Countries across Europe have reimposed lockdown measures aimed at slowing COVID-19 infection rates which have accelerated in the continent in the past month.

The lockdown measures announced by UK and by Italy are just adding to the deteriorating European situation, Michael McCarthy, chief market strategist at CMC Markets in Sydney said. A lot of traders are now looking at the U.S. and their rising infection rates and wondering if Europe is providing the model for what will happen in the U.S. in the coming weeks.

Oil pared some losses after Japan's export orders grew for the first time in two years, China's factory activity accelerated at the fastest pace in nearly a decade in October.

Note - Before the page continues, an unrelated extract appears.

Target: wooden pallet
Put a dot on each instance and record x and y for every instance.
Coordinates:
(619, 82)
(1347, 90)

More manufacturing data is expected from the eurozone and the United States.

Still, concerns about weakening demand and rising supplies from OPEC and the United States caused oil prices to fall for a second straight month in October, with WTI falling 11% and Brent 8.5%.

Rising supplies from Libya and Iraq, members of the Organization of the Petroleum Exporting Countries (OPEC) offset production cuts by other members and caused the group's output to rise for a fourth month in October, a Reuters survey showed.

OPEC and their allies including Russia, a group known as OPEC+, are cutting output by about 7.7 million barrels per day in a pact aimed at supporting prices.

OPEC+ is scheduled to hold a policy meeting over Nov. 30 and Dec. 1.

In the United States, the total oil and natural gas rig count rose in October for a third straight month, according to Baker Hughes data.

A tighter race in the lead-up to the U.S. Election Day and potential electoral uncertainty raised investors' caution in global markets.

The most immediate concern for markets is that political paralysis will delay or diminish a fiscal response to the deteriorating coronavirus situation, McCarthy said.